Les exigences de l’art. 64a al. 1 CP pour la libération conditionnelle de l’internement sont très strictes et la probabilité que l’auteur se conduise bien en liberté doit être élevée. L’âge et, conformément au principe de proportionnalité, les nombreuses années de privation de liberté, peuvent abstraitement être invoqués en faveur de la libération conditionnelle de la mesure d’internement. Il ne s’agit toutefois pas de critères absolus dans l’évaluation de la dangerosité d’une personne internée et ils doivent continuer à être mis en balance avec l’intérêt à la protection des victimes.

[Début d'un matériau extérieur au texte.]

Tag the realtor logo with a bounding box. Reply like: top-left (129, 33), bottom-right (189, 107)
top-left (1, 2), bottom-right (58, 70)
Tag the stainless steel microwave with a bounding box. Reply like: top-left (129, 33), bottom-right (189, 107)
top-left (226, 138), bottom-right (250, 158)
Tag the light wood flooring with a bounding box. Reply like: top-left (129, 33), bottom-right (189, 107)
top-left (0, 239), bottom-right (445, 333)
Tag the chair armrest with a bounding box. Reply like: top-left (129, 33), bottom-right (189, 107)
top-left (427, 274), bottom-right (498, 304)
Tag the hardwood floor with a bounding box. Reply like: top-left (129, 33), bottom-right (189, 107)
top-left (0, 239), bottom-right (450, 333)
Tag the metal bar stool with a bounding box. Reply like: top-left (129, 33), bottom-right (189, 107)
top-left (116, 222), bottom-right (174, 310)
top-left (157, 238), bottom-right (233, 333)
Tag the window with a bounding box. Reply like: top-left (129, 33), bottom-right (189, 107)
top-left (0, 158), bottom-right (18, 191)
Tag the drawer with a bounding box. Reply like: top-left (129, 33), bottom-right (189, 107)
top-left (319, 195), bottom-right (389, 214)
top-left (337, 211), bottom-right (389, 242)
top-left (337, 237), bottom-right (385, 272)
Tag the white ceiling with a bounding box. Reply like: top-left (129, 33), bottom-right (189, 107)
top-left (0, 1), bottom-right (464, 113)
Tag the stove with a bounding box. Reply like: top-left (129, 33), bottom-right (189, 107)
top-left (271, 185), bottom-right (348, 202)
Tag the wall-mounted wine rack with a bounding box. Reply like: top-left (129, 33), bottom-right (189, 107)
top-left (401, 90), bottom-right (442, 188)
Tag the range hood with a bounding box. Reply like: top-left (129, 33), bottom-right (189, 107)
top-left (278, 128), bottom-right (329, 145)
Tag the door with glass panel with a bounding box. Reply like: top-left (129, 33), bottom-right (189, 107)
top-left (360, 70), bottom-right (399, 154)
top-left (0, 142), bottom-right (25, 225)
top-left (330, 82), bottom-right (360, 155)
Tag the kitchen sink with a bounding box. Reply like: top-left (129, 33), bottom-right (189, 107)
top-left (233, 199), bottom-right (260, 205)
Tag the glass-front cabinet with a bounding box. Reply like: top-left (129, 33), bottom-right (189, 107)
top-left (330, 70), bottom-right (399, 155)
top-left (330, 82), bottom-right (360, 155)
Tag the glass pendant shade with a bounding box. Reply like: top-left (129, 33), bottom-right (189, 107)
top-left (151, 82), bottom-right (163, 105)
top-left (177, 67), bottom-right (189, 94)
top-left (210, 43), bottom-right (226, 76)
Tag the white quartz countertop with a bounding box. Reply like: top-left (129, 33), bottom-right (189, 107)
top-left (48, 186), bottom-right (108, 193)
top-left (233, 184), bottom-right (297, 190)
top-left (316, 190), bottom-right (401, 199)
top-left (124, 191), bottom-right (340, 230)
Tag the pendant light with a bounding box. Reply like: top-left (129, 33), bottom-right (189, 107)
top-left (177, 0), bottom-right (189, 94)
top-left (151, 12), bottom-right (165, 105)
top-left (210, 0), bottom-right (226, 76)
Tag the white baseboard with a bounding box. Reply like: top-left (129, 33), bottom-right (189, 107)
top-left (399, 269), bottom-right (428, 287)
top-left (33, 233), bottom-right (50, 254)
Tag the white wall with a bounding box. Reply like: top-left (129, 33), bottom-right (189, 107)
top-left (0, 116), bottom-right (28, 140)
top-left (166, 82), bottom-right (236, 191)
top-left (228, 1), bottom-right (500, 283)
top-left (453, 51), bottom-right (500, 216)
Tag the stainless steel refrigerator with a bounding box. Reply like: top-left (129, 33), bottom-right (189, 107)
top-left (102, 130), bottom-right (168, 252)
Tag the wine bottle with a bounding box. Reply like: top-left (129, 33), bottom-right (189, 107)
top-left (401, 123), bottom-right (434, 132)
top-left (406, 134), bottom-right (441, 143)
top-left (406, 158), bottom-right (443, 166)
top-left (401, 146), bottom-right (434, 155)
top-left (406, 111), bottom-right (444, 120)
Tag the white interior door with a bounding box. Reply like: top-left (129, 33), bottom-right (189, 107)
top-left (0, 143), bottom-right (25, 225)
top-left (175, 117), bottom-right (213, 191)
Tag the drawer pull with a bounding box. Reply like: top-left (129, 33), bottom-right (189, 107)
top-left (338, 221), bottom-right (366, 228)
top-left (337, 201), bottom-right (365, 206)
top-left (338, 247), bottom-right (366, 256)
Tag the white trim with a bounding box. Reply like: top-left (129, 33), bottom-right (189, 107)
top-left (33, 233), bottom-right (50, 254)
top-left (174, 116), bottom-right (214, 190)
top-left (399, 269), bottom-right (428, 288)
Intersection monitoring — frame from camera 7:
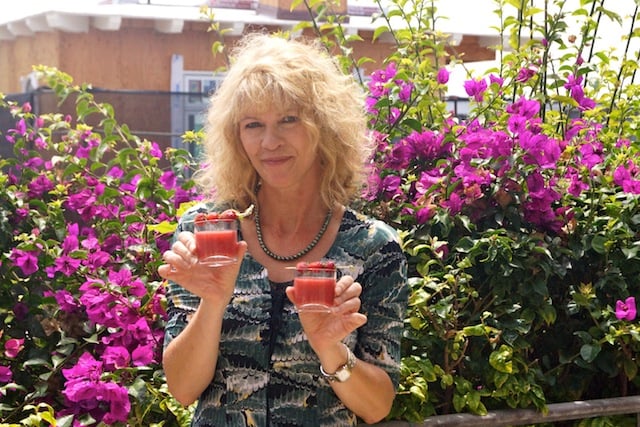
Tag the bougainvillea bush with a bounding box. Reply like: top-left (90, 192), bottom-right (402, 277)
top-left (325, 0), bottom-right (640, 424)
top-left (0, 67), bottom-right (195, 426)
top-left (0, 0), bottom-right (640, 426)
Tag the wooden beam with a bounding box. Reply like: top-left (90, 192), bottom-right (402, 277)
top-left (154, 19), bottom-right (184, 34)
top-left (47, 12), bottom-right (89, 33)
top-left (91, 16), bottom-right (122, 31)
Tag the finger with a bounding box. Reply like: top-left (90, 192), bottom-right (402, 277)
top-left (158, 264), bottom-right (173, 279)
top-left (285, 286), bottom-right (296, 305)
top-left (336, 276), bottom-right (354, 297)
top-left (334, 297), bottom-right (362, 314)
top-left (162, 244), bottom-right (198, 269)
top-left (335, 281), bottom-right (362, 304)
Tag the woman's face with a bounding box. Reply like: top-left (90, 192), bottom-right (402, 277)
top-left (239, 108), bottom-right (322, 188)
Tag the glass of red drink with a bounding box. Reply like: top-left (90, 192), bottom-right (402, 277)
top-left (293, 261), bottom-right (336, 312)
top-left (194, 218), bottom-right (238, 267)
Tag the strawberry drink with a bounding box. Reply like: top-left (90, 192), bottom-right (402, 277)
top-left (293, 261), bottom-right (336, 312)
top-left (194, 211), bottom-right (238, 267)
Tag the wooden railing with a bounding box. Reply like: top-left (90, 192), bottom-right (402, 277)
top-left (362, 396), bottom-right (640, 427)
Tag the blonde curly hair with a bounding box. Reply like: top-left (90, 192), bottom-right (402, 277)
top-left (195, 33), bottom-right (371, 208)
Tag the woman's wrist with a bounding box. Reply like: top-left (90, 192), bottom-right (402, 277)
top-left (319, 341), bottom-right (350, 374)
top-left (320, 343), bottom-right (357, 383)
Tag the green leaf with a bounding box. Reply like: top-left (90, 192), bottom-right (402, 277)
top-left (580, 344), bottom-right (601, 363)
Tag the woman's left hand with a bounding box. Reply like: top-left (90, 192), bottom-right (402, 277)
top-left (286, 276), bottom-right (367, 353)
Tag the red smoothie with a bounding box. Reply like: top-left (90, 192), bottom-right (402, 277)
top-left (196, 230), bottom-right (238, 263)
top-left (293, 277), bottom-right (336, 310)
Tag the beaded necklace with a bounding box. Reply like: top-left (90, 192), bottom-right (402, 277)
top-left (253, 205), bottom-right (333, 261)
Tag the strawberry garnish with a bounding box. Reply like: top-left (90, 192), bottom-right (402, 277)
top-left (296, 261), bottom-right (336, 271)
top-left (195, 212), bottom-right (207, 225)
top-left (220, 209), bottom-right (238, 219)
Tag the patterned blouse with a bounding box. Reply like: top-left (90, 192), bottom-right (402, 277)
top-left (164, 205), bottom-right (408, 427)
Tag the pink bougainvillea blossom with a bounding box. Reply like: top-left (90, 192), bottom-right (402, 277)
top-left (616, 297), bottom-right (637, 322)
top-left (4, 338), bottom-right (24, 359)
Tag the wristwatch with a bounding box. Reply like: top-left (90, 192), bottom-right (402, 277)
top-left (320, 343), bottom-right (357, 383)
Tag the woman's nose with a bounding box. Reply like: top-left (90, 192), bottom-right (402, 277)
top-left (261, 126), bottom-right (282, 150)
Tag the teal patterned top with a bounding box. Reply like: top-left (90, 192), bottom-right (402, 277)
top-left (164, 205), bottom-right (408, 427)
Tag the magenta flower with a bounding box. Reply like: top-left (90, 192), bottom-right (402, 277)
top-left (28, 175), bottom-right (53, 199)
top-left (464, 79), bottom-right (487, 102)
top-left (516, 67), bottom-right (536, 83)
top-left (158, 171), bottom-right (178, 190)
top-left (0, 365), bottom-right (13, 383)
top-left (9, 249), bottom-right (39, 276)
top-left (489, 74), bottom-right (504, 87)
top-left (436, 67), bottom-right (449, 85)
top-left (4, 338), bottom-right (24, 359)
top-left (616, 297), bottom-right (637, 322)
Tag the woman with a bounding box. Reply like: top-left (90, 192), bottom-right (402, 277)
top-left (159, 34), bottom-right (408, 426)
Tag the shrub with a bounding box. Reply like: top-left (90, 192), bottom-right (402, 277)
top-left (0, 0), bottom-right (640, 426)
top-left (325, 1), bottom-right (640, 421)
top-left (0, 67), bottom-right (196, 426)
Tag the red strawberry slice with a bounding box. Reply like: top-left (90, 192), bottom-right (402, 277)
top-left (194, 212), bottom-right (207, 225)
top-left (220, 209), bottom-right (238, 219)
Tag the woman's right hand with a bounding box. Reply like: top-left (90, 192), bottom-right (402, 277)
top-left (158, 231), bottom-right (247, 305)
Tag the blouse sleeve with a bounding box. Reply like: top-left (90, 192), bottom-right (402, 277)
top-left (163, 205), bottom-right (206, 349)
top-left (356, 221), bottom-right (409, 388)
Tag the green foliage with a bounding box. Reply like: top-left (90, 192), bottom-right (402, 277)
top-left (298, 0), bottom-right (640, 425)
top-left (0, 0), bottom-right (640, 426)
top-left (0, 67), bottom-right (196, 426)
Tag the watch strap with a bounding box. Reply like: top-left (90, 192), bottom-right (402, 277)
top-left (320, 343), bottom-right (357, 383)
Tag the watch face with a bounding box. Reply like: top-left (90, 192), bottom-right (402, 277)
top-left (333, 366), bottom-right (351, 383)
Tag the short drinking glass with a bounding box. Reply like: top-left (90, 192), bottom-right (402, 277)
top-left (293, 261), bottom-right (336, 312)
top-left (194, 218), bottom-right (238, 267)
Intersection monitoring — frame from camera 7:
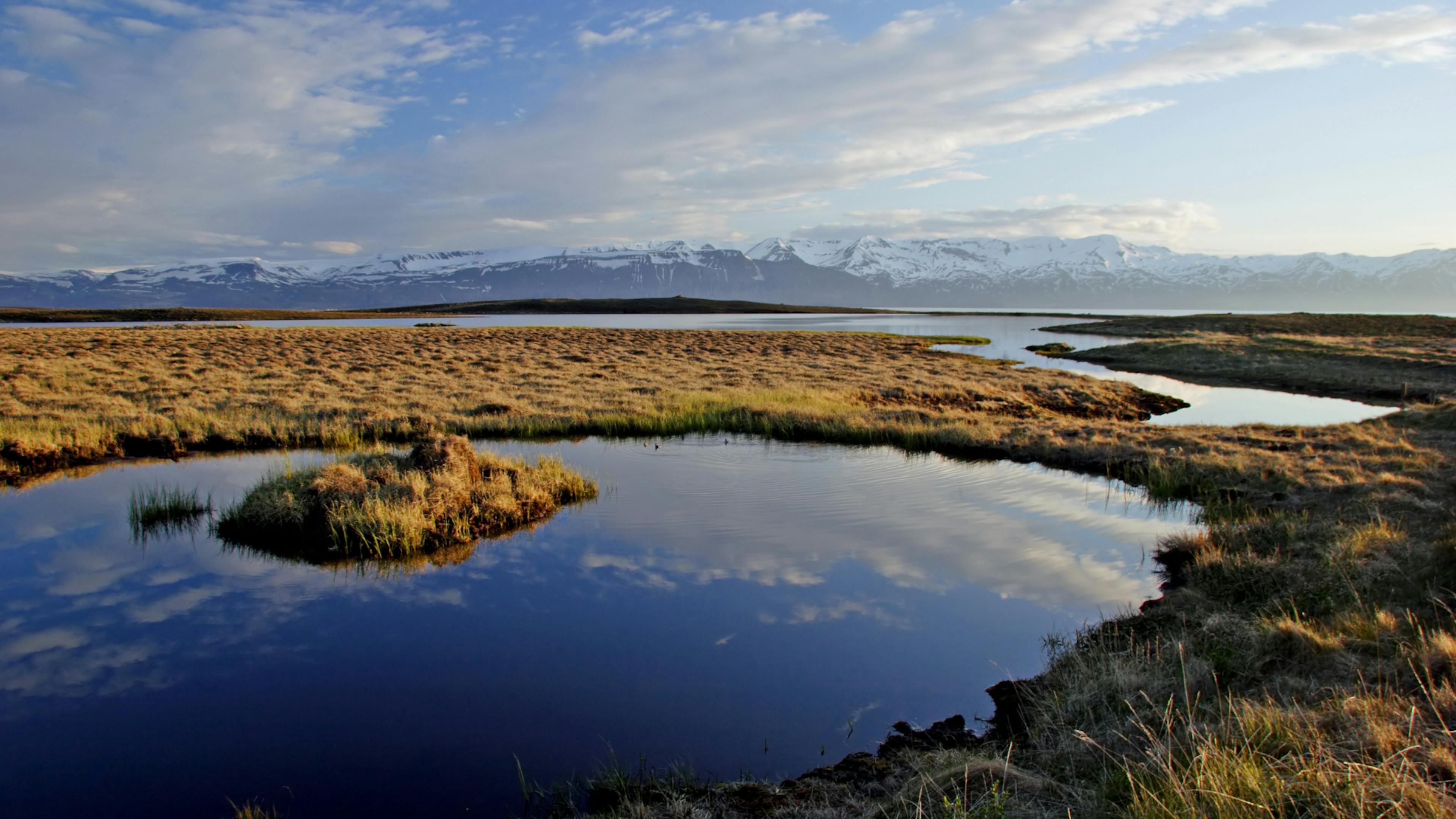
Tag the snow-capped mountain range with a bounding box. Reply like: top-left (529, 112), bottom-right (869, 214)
top-left (0, 236), bottom-right (1456, 312)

En 2003, le Tribunal cantonal du canton de Zurich reconnaît un homme coupable d’actes d’ordre sexuel avec des enfants et de contrainte sexuelle et le condamne à une peine privative de liberté de 4 ans et 4 mois. Celle-ci est complémentaire à une sanction antérieure et une privation de liberté subie depuis 1993 (cf. TF 6S.379/2003 du 1.12.2004, let. A). La peine est toutefois suspendue au profit d’un internement. Le Tribunal fédéral rejette en 2004 un recours contre cette mesure (TF 6S.379/2003 du 1.12.2004) qui est maintenue en 2010. Alors qu’il est en cellule, les autorités découvrent en 2012 des images de manga pédopornographiques sur une carte mémoire électronique de l’homme qui est ainsi reconnu coupable de possession de représentations pornographiques (TF 6B_557/2017 du 9.1.2018). 

Une première demande de libération conditionnelle de l’internement déposée en 2014 est refusée (TF 6B_90/2016 du 18.5.2016). Alors âgé de 73 ans, le condamné réitère cette demande en 2019 et conteste le nouveau refus des autorités zurichoises devant le Tribunal fédéral en s’appuyant sur une expertise privée qui a été écartée par l’instance inférieure.

En premier lieu, la licéité de la procédure est examinée à la lumière du principe de célérité et de l’art. 5 par. 4 CEDH (c. 1). 

En l’espèce, la demande a été déposée en novembre 2019 et rejetée le mois suivant par l’autorité (administrative) d’exécution des sanctions. Ensuite, le Département de justice et des affaires intérieures a statué sur le recours de l’intéressé au mois de février 2020. Ce n’est que 9 mois plus tard suite à un nouveau recours que le Tribunal administratif du canton de Zurich s’est prononcé.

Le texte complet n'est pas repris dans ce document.